There is also a product called ArchiText for the Mac, which I know
nothing of.  Can anyone provide a review?

amanda@lts.UUCP (Amanda Walker) (04/06/89)

It occurred to me while reading the recent comments about HyperCard's
deficiencies that Apple has in fact produced an application that contains
an extensible set of editors which can call each other and so on.  It's
called ResEdit.  All we need now is something that will browse like
HyperCard and be as extensible as ResEdit...

Could be big fun.  OK, who has some free time :-)?

--
Amanda Walker <amanda@lts.UUCP>
InterCon Systems Corporation
--
This posting is cursed.  As you read it you will be confuset by ther
printeb wertz.  Yer intelijen will vabni ..... XRT! XRT!

fischer@arisia.Xerox.COM (Ronald A. Fischer) (04/07/89)

ResEdit is extensible, but it isn't an embedded editor in that you
can't place one media into the body of another kind of media, ie.
graphics in text or a text field into graphics.  In hypercard you can
overlay media, but they're not attached to each other, only the
"ether" of the card.  Embedding media editors is to HyperCard as HFS
is to the old flat file system on the Mac.

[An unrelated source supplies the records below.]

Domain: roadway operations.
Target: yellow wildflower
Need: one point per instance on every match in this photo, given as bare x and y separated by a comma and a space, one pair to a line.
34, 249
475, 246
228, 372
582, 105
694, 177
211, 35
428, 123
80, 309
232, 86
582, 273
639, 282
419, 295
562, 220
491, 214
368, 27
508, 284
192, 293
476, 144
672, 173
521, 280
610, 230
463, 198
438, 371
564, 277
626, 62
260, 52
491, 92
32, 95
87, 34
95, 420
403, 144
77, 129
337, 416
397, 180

Take a look at "Insets" in the Andrew editor from CMU or
"ImageObjects" in the TEdit editor from ENVOS for excellent examples
of this capability.

(ron)

Andrew (UNIX & X): distributed with X window system or call ITC at
Carnegie Mellon University 412-268-6700.

TEdit (Sun 3 & 4): Scot Reid at ENVOS Corp. 415-966-6237

kjeld@mcopn1.csc.ti.com (04/17/89)

Net:

I could dissagree more, but not much more.  HyperCard IS a HyperTalk
delivery vehicle with some very powerful user interface tools.  If
it WERE a HyperText application, individual words or phrases could be
scripted (ala. Guide from OWL).  As it is, to do the same thing,
HyperCard has to perform some gyrations to determine the appropriate
action from probing a word (somewhere in a field's or card's heirarchy).

We have put an interactive video disk controller interface together, using
the keyword's line number for control (each field line was one record).
If the text was editted, it was possible that the scripts needed to be altered
to accomodate the keyword's new location.

This is not HyperText.  It just looks like HyperText.  Perhaps HyperVideo,
or HyperInterface might be better lables.